KYOSAKU et KARMA

Mondo  pendant la sesshin de l’été 1992 

Mots clés : kyosaku, karma, doute, compassion, lucidité, végétarianisme, l’aspect japonais, visage originel

 

Commentaire :

Jacques Brosse dans les enseignements de cette première période au Moulin de Vaux qui a duré une quinzaine d’années a livré des commentaires informels beaucoup plus personnels que son enseignement ultérieur. Il a livré, en toute simplicité, son cheminement et dit explicitement qu’il ne se considère pas comme Maître.

En ce qui concerne le karma dans cet extrait il propose d’en avoir une compréhension intérieure plutôt que de se construire une croyance faite de concepts ce qui accentuerait le côté mental, dualiste de sa perception. Il propose une approche nuancée assez éloignée d’une quelconque doctrine.

Pour ce qui est de l’aspect japonais qui peut rebuter il considère que c’est un obstacle superficiel car le contenu est justifié comme l’est la discipline.

Il préfère le doute qu’il trouve salutaire à la dévotion.

De la prise de conscience globale de la souffrance le végétarianisme et certains comportements s’imposent naturellement.

 

Mondo

Vous allez me dire, chacun à tour de rôle, comme on l’avait fait la dernière fois, qu’est-ce qui vous semble compliqué, qu’est-ce que vous souhaiteriez voir éclaircir dans les kusens, dans les entretiens. Cela nous a servi la dernière fois.

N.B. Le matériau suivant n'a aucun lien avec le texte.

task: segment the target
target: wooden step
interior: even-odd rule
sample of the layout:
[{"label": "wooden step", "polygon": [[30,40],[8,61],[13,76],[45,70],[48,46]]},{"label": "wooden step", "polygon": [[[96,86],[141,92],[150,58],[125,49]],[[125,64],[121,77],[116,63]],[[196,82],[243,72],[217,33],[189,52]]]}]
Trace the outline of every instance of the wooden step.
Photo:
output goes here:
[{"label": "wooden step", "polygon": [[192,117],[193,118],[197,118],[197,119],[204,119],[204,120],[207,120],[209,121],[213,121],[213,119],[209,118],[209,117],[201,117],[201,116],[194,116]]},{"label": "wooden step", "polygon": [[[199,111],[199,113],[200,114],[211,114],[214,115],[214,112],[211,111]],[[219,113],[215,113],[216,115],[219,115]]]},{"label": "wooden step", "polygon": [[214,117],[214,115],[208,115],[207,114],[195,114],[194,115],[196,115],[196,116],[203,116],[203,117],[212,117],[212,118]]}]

Qu’est-ce qui est compliqué pour toi ? Quel est le point sur lequel tu achoppes dans l’enseignement ou le zazen ? Ton problème avec le zazen Si tu n’en n’as aucun, c’est parfait …

  • La notion de karma

JB : le karma ! C’est une notion sur laquelle on peut dire beaucoup de choses et qui s’éclaircit au fur et à mesure qu’on fait zazen. Parce que … effectivement, une formulation du karma, c’est très dangereux, toujours et surtout dans la civilisation contemporaine qui emploie le mot karma à tort et à travers. C’est devenu un mot à la mode. On explique tout avec ce terme. On y reviendra. Je comprends que cela soit un problème important parce qu’il n’est pas possible de le comprendre sauf, naturellement il y a l’enseignement, par une espèce de vue personnelle, comme tout d’ailleurs dans le zen.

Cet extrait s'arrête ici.